Podobno w sezonie wiosna - lato '17 znów wracamy do rockowych 90-ch. Czy kiedykolwiek w przeciągu ostatnich 5 lat ta moda kompletnie znikała? Ciężko odpowiedzieć twierdząco: wygoda koszulek oversize i dżinsów, grungowe stylizacje są z nami nie krócej niż dekada. Tej wiosny mocny akcent jest zwrócony na koszule z nadrukiem ulubionego zespołu rockowego (najlepiej lat 80-90ch), noszona do skórzanych spódnic lub dżinsów.

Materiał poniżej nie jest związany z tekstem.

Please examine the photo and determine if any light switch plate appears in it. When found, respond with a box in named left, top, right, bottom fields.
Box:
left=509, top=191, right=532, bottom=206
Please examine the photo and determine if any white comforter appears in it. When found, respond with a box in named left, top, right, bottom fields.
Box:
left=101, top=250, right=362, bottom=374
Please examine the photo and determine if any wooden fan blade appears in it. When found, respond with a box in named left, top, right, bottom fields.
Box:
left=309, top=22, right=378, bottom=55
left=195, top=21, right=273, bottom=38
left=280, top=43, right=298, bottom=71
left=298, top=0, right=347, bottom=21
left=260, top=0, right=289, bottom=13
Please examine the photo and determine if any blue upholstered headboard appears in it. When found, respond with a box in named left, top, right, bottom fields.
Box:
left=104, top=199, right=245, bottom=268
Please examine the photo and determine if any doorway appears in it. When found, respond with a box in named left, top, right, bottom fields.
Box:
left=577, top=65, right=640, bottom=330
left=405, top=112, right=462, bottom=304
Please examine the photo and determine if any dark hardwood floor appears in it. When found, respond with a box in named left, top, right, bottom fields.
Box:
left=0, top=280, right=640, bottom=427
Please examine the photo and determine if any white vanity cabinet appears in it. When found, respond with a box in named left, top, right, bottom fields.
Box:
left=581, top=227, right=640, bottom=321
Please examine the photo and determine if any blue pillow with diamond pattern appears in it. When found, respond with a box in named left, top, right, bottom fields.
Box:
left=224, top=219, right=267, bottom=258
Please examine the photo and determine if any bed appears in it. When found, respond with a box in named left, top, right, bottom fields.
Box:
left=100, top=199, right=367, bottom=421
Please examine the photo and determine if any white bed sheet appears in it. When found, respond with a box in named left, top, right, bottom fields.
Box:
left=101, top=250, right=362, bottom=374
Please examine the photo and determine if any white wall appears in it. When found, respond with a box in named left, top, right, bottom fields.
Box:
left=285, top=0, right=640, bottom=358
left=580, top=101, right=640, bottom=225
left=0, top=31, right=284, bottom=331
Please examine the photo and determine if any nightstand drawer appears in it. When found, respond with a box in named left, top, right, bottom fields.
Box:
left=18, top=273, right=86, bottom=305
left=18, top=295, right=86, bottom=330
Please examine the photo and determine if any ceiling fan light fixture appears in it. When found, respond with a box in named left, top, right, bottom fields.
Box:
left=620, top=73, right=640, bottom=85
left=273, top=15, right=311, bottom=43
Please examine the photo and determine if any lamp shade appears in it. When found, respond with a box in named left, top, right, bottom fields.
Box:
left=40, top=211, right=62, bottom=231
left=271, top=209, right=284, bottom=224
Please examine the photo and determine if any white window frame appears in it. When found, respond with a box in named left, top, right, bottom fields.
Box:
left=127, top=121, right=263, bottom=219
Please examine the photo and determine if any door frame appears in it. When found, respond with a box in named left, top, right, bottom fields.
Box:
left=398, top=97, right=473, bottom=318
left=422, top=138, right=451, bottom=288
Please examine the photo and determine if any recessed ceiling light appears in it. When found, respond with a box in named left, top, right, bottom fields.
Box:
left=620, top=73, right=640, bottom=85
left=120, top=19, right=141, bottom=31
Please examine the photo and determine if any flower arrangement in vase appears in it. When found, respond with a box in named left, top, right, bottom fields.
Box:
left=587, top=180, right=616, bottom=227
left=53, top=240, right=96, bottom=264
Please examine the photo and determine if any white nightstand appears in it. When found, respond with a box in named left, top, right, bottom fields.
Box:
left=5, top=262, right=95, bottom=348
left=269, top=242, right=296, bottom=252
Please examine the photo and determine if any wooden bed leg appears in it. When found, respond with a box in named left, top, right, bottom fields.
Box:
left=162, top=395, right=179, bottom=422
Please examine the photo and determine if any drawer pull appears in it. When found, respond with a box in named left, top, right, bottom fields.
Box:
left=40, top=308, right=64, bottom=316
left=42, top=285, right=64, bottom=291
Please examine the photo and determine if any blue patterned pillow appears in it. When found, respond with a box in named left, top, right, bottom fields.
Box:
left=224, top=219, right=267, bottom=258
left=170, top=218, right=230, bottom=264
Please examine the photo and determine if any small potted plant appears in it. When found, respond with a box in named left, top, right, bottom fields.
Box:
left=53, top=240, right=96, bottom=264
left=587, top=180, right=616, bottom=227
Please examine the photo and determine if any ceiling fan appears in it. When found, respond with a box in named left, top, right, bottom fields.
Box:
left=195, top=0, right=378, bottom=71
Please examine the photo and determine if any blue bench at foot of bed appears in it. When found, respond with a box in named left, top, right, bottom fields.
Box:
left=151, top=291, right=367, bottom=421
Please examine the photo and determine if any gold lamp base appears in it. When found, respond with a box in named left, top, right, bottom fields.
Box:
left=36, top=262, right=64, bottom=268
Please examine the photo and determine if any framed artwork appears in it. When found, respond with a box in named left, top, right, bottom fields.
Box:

Wracając praktycznie na 20 lat temu, nie kojarzę siebie fanką rockowych zespołów. W czasie gdy moje koleżanki miały na sobie przeogromne koszulki Nirvana czy Iron Maiden, ja chodziłam w pożyczonej u młodszego brata koszulce. Były na niej narysowane 3 króliki, odwrócone pupką: taki tam prezent z zagranicy, w Rosji czegoś takiego kupić się nie dało. Innym powodem, dlaczego mnie ominęła ta moda był rodzaj muzyki, której słuchałam: wolałam min Dalide, gdyż moje znajomi z podwórka cytowali Kurta Kobejna lub śpiewali disco polo.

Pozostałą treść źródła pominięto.